It's like saying I want a honda hatch with a B18 GSR engine swap .Over a H22A swap. people desire the hard to do,or get stuff.


----------



## Gsolo (Sep 11, 2003)

red_devil said:


> Hey,John wuth a H...
> 
> 
> 
> ...


haha, yeah i have seen yours thats right. i must be losing it. And yeah, SR is easier to get some parts for, but for me i find it easier to go with CA. Maybe its just cause i really understand the CA better. And if i had a honda i'd rather get a B20 and put the B18Vtec head on it ( I must have a thing for 2liters with 1.8 heads....)


----------



## minute rice sentra (Mar 21, 2003)

red_devil said:


> the ca is not a easy to find parts kind of engine.


why not, most of the time you just tell the guys at autozone or wherever it's for a '88 pulsar SE.


----------



## Red_Coupe (Mar 20, 2003)

minute rice sentra said:


> why not, most of the time you just tell the guys at autozone or wherever it's for a '88 pulsar SE.

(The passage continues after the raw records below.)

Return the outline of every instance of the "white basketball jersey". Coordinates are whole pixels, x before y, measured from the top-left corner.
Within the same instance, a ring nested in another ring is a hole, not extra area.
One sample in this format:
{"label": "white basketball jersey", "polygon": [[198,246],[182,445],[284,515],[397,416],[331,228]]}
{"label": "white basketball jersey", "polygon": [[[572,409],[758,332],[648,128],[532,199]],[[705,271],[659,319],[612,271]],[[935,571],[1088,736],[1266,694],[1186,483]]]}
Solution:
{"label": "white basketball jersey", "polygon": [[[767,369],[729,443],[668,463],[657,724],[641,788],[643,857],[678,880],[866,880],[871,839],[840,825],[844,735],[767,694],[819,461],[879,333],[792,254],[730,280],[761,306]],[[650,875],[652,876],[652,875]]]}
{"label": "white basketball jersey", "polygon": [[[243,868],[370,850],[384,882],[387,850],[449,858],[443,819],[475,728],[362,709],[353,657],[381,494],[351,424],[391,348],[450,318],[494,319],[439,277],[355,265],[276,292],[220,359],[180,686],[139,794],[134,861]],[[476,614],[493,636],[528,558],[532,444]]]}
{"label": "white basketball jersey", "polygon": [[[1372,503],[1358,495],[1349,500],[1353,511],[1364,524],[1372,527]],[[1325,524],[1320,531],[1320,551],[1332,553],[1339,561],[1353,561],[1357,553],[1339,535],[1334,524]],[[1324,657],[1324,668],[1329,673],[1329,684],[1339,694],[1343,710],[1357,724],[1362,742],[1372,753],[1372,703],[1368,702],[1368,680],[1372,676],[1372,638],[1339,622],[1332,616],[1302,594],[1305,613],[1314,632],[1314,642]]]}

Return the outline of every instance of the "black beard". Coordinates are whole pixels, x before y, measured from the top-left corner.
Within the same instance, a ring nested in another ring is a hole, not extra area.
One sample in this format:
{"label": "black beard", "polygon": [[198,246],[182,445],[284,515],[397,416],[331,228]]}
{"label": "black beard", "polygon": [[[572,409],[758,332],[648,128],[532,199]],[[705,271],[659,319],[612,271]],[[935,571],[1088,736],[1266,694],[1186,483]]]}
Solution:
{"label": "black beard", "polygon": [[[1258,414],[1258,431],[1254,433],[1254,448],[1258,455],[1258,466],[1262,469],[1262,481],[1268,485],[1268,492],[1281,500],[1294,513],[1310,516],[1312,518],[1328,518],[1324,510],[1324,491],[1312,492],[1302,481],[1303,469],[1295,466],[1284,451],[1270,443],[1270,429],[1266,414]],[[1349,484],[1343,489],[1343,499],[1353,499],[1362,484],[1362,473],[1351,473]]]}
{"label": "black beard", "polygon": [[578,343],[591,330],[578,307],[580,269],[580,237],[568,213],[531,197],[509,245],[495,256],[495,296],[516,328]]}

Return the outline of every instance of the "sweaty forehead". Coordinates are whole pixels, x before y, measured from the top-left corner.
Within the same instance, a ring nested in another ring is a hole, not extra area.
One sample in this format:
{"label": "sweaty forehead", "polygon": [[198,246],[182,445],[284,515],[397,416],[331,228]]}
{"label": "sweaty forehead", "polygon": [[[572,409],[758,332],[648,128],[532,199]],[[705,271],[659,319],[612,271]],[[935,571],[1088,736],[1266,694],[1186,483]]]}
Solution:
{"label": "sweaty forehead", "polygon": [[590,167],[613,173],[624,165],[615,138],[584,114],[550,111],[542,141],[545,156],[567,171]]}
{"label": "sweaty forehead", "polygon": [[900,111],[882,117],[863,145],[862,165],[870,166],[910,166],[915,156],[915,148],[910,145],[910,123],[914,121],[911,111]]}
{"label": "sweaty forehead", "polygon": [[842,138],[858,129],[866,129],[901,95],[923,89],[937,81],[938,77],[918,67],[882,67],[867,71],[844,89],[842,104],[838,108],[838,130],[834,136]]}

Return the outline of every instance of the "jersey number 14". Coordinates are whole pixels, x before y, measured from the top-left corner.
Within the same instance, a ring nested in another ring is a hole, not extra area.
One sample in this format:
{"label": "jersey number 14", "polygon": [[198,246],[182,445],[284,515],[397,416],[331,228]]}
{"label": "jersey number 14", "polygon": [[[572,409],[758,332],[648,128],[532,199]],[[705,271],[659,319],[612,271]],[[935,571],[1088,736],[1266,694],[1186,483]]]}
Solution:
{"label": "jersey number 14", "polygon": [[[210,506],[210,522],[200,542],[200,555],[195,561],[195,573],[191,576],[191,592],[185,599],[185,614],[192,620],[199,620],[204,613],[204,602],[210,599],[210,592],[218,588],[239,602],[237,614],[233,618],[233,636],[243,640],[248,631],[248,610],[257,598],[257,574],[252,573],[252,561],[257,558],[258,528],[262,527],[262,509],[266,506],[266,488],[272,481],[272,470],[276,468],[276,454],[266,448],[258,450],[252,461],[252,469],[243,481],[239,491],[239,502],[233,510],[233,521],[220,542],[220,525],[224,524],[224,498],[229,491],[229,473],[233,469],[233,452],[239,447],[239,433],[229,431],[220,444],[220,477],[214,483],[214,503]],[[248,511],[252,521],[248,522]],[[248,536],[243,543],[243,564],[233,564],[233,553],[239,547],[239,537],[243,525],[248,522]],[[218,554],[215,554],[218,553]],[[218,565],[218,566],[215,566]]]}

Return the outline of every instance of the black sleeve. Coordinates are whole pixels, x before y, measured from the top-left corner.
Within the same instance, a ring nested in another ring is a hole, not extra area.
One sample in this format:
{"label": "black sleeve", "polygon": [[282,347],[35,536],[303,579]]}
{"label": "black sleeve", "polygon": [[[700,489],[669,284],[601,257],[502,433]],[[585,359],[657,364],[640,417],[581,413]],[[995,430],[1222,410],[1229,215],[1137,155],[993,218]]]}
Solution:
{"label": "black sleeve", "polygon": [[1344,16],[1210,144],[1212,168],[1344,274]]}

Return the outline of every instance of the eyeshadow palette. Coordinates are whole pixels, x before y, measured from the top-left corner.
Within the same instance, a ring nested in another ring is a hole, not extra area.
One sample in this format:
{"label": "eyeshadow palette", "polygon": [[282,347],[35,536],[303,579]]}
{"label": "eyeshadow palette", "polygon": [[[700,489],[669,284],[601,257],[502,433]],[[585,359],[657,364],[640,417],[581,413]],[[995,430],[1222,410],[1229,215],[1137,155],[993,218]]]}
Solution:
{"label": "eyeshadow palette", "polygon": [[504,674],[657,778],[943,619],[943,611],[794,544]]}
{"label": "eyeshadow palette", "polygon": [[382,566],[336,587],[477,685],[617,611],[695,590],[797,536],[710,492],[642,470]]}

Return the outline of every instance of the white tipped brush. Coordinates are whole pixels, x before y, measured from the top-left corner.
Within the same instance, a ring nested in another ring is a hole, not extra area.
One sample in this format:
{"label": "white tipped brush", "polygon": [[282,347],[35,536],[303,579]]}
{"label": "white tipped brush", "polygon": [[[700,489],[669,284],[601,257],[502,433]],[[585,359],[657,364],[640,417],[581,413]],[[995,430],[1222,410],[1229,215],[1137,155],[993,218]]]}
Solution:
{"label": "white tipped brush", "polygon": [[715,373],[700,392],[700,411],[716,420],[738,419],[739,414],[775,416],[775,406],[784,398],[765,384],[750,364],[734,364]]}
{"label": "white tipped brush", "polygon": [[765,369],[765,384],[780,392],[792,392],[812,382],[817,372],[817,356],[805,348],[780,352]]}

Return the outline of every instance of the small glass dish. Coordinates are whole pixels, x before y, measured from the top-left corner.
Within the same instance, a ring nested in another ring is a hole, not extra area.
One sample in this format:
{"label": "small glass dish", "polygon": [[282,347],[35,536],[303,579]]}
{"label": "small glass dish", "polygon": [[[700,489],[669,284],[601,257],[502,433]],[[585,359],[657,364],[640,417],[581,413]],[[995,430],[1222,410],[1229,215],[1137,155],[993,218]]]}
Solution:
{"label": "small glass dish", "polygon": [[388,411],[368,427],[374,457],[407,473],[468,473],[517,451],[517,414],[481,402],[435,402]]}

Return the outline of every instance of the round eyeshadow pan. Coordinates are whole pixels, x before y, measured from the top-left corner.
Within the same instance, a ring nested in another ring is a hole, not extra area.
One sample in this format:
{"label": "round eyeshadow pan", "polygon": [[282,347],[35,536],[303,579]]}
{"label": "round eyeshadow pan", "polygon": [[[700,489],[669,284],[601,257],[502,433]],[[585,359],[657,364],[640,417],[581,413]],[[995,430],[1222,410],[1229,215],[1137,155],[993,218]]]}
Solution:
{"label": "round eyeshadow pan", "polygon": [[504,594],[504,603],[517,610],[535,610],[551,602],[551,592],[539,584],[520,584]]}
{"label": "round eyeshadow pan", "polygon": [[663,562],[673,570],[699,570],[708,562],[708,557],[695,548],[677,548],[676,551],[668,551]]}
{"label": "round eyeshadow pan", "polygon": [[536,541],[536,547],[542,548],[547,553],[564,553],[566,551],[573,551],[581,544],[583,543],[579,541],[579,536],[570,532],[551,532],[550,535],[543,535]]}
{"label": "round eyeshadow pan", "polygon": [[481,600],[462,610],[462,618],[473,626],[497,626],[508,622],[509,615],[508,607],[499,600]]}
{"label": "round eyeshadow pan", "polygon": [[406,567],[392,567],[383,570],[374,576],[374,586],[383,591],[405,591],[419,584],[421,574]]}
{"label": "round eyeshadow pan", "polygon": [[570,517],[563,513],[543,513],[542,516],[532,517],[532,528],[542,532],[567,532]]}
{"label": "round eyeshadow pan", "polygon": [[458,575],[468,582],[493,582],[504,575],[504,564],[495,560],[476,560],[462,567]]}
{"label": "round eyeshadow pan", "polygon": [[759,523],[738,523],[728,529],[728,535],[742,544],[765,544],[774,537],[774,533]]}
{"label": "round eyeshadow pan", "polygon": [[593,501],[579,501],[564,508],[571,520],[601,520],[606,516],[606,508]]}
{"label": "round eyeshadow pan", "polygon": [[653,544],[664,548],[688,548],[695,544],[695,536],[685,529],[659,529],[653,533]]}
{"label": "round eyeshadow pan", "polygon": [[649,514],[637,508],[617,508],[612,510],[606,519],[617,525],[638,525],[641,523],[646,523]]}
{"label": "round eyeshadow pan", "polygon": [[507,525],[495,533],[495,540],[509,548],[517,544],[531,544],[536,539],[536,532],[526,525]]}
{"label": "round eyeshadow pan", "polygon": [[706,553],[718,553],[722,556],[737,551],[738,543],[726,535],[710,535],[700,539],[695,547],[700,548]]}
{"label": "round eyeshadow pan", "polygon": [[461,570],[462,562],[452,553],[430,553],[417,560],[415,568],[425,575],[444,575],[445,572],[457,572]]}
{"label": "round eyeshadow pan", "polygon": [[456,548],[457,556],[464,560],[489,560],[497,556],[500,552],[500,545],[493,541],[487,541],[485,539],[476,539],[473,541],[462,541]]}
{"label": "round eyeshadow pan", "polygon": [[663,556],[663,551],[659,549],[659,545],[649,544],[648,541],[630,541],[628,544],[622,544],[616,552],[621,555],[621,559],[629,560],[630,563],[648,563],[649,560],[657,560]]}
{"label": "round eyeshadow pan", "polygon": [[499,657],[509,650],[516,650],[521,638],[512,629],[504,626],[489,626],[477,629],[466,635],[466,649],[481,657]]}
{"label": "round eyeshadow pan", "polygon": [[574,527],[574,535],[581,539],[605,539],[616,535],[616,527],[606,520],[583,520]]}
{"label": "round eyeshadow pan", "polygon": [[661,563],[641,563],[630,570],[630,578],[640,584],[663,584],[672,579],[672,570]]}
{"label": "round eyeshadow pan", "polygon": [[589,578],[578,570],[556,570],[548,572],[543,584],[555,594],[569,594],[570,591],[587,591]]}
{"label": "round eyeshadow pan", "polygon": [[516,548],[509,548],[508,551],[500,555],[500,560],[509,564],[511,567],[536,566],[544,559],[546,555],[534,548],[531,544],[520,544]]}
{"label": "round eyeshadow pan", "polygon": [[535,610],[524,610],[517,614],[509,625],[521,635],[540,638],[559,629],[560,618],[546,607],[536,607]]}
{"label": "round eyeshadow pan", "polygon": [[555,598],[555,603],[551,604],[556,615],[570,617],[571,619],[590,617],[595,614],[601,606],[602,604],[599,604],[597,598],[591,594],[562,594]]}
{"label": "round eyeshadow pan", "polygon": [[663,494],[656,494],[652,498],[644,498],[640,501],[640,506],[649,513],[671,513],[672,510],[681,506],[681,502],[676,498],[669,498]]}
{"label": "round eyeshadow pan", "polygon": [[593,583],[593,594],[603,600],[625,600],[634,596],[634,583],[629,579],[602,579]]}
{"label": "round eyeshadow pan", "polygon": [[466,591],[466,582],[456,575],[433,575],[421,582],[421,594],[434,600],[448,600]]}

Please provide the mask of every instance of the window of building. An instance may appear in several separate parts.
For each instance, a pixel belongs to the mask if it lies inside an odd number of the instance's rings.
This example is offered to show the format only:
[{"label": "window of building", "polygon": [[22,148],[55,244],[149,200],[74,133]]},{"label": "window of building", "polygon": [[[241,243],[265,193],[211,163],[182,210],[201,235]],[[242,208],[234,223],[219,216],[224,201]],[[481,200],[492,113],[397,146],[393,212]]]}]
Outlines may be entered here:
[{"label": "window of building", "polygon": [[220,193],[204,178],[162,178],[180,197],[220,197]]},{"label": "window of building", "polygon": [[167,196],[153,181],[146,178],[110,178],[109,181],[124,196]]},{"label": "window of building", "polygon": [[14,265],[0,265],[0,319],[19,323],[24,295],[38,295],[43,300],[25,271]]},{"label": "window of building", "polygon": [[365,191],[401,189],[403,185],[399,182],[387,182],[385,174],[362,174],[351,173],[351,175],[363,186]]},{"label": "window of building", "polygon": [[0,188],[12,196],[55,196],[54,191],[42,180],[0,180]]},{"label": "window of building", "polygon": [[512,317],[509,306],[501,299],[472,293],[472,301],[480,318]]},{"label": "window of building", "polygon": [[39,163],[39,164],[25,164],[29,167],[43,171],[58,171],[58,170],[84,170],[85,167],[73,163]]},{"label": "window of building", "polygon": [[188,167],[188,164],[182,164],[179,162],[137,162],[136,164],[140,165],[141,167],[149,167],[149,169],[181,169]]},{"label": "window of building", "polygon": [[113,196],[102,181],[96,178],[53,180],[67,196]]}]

sorry I should of said performance parts suport.


----------



## minute rice sentra (Mar 21, 2003)

Yeah, those are a little harder to find than for say the SR but it's out there. I've been thinking about the 2.0L stroker kit but it's kinda expen$ive.


----------



## BennittoMallito (May 20, 2002)

There's plenty of aftermarket parts support for CA's. I am very interested in a CA18DET, although in a RWD situation. You have to be more careful though, because it will take time and patience to make one right. There is ample tech. support from internet as well. 

With a SR you have more of a saftey net though, as everyone and their brother has stuff for them these days. Everyone also sells them too. 

VET is one situation where you will be totally out on a limb. What kind of ECU to run for one thing? How to wire it? How you gonna program it for upgrades? Where you gonna find cams? Where you gonna put all your spare trannies?


----------



## boost_boy (May 25, 2002)

BennittoMallito said:


> ^None taken. I just don't understand all the excitement over VET. Ooh it's got turbo and variable timing on the intake cam. wow. Who gives a flying hoot?
> 
> I think what people are saying to him is that B14 is a lot stiffer chassis. Having owned and caned the ass off of one I can say they are right. Better off the shelf suspension options too.
> 
> ...


Ohhh Benny, you and myetball are my heros  > What is the hype about this SR20VET thinga-majiggy? It's still an SR20! The only difference is that it's going to be a bit more difficult to install and few more things that can break. If you're going for originality, you will be original, but broke and broke-down. You will break the tranny if you ever got this thing to work right. And with the amount of money spent, you could have built a CA18 or and SR20DET beast in no time. Too much reading I say! Everybody is reading forums and magazines and jumping on bandwagons, but unfortunately for the variable timing stuff, Honda and Mitsubishi got that area on lock. Soooo "Say No" to nissan Variable Timing.

Dee


----------



## Red_Coupe (Mar 20, 2003)

> What is the hype about this SR20VET thinga-majiggy?


I don't Know? but I wouldn't spend that much money on the n/a hp. Now compaired to a de with mods. The de with mods will be cheaper than the ve with no mods. Plus you will have more Hp Buck for Buck.


----------



## nissanwulf (Aug 15, 2004)

b12boi said:


> what you all think about installing a sr20vet in a b12 ???
> i am getting a sr20vet by next month and i want to start this project . i think it would be the first . everyone telling me that this project is a waste of time because of traction and the Chassis and that the car is too light . if that is the case then i have to buy another car so what car would you all recommend ?? and if it would work with the b12 what i need to do in order for it to work ?? like suspension and tyres ,,,,,,???


i was planning on doing a b12 with an sr20vet and evryone was telling me the same thing but u kno what im gonna do it anyways because of the fact that some one has to do it to show the result and it also is a big question mark.? because those are not sure facts those are just assumptions, i say u wont kno until u try :thumbdwn:


----------



## Slacky (May 31, 2004)

hmmmm 185 n/a stock hp vs 227 turbo stock hp... so if u turbo the ve u get insane stock power and if u get a front clip u have all the wires and just have to transport them am i correct? soo all u need is a better tranny and all that junk, i am pretty sure that they made the l8r model se-rs trannys a litle stronger either way like one of the previous guys said u will haev to get it beefed up but why not go all out and put a 6 speed spec v tranny on there if ya can, i mean if u have a whole bunch of cash then go for it


----------